2. The very baptismal rite handed down from antiquity presumes all the attributes of a disciple (basic knowledge, belief, and resolve to follow the Master) in the recipient of baptism. Even when an child was spoken for by a sponsor, the priest would address the questions to the baptized, not to the sponsor: "Do you reject the Devil and all his pomp?" or if speaking to the sponsor, "Does he reject..." -- and so forth. Then the sponsor would answer, on behalf of the baptized, as if it were the child speaking.

We can be thankful that Reformed paedobaptistic churches dropped that aspect of the rite like a hot potato. As Gill points out, who wants a potentially false statement like that made so publicly before God and the Church on his conscience? While you will find a Reformed denomination here and there that will still ask questions similar to the ancient liturgy (one of the Continental Reformed denoms, if I recall correctly), they make it clear that the questions are addressed to the parent, not to the child. I believe Lutheran and Anglican churches, on the other hand, still retain the old form. And of course Baptist Churches retain the same old idea as the ancient liturgy, if not in the same words.

Boniface, bishop of Rome wrote to Augustine asking about the propriety and implications of asking infants such specific questions about their personal faith, really raising the question of whether we could say a baptized infant has faith at all in the proper sense. Augustine's answer left a lot to be desired. [2]


----------------------
[1] Baptism in the Early Church by Stander & Louw, p. 139.

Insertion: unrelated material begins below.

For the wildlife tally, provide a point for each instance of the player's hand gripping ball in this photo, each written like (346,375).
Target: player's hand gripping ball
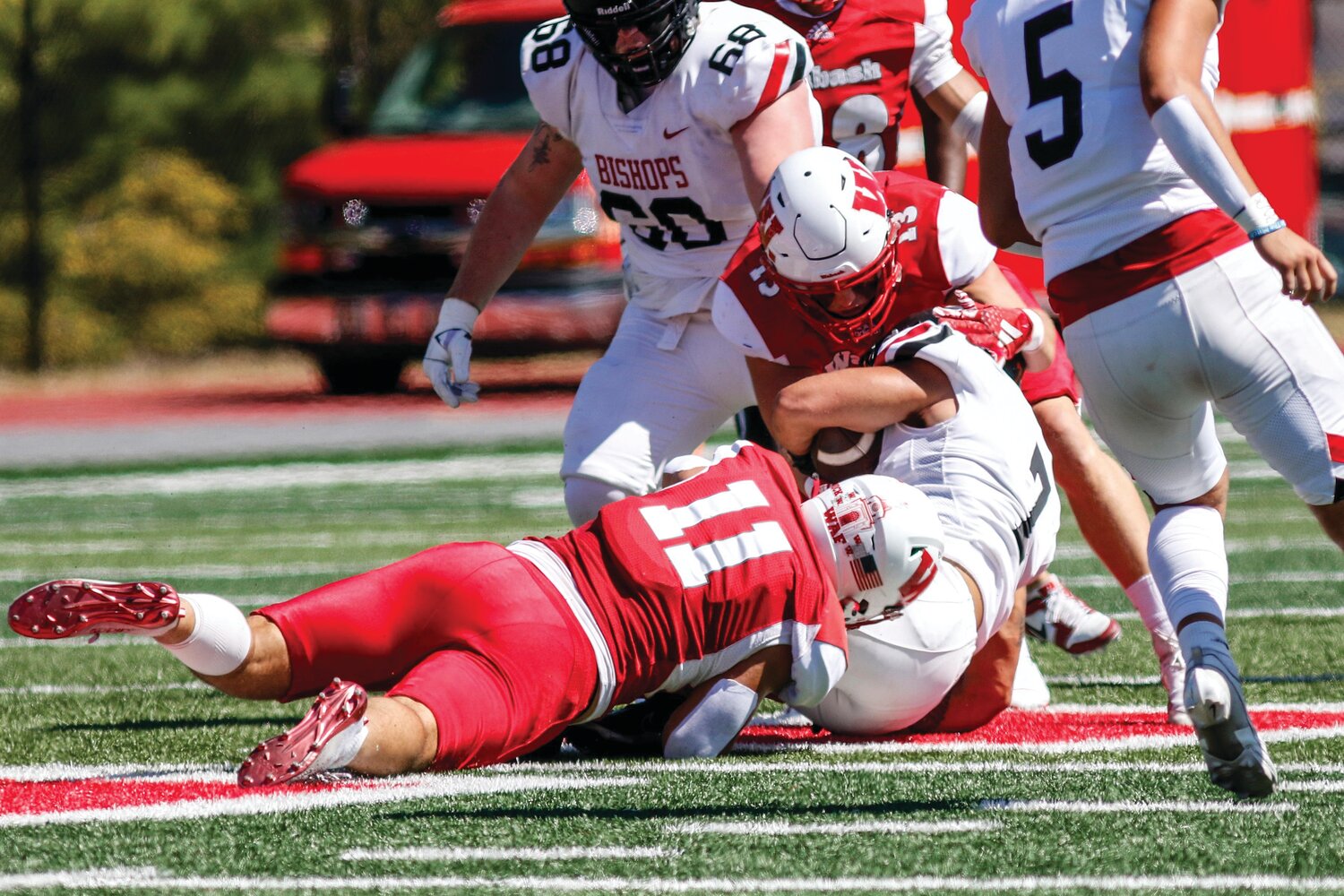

[2] Infant Baptism & the Covenant of Grace by Paul Jewett, pp. 177-178.


----------



## Hippo (Jan 31, 2009)

It is also interesting that Augustine himslef was not baptised as a child even though his mother was scrupulously orthodox. This is often put down to the strange paractice of opposing infant baptism for no other reason than baptism being seen as a once and for all forgivness of past sin, subsequent sins potentially resulting in damnation, resulting in a baptism as near death as possible.


----------



## TsonMariytho (Jan 31, 2009)

Yep, that doctrinal error made for some weird situations. Augustine's mentor (and baptizer of both Augustine and his son Adeodatus) Ambrose of Milan was actually in an unbaptized state when he was called to be a bishop! Needless to say, Ambrose had to get that taken care of before assuming office. :^)


----------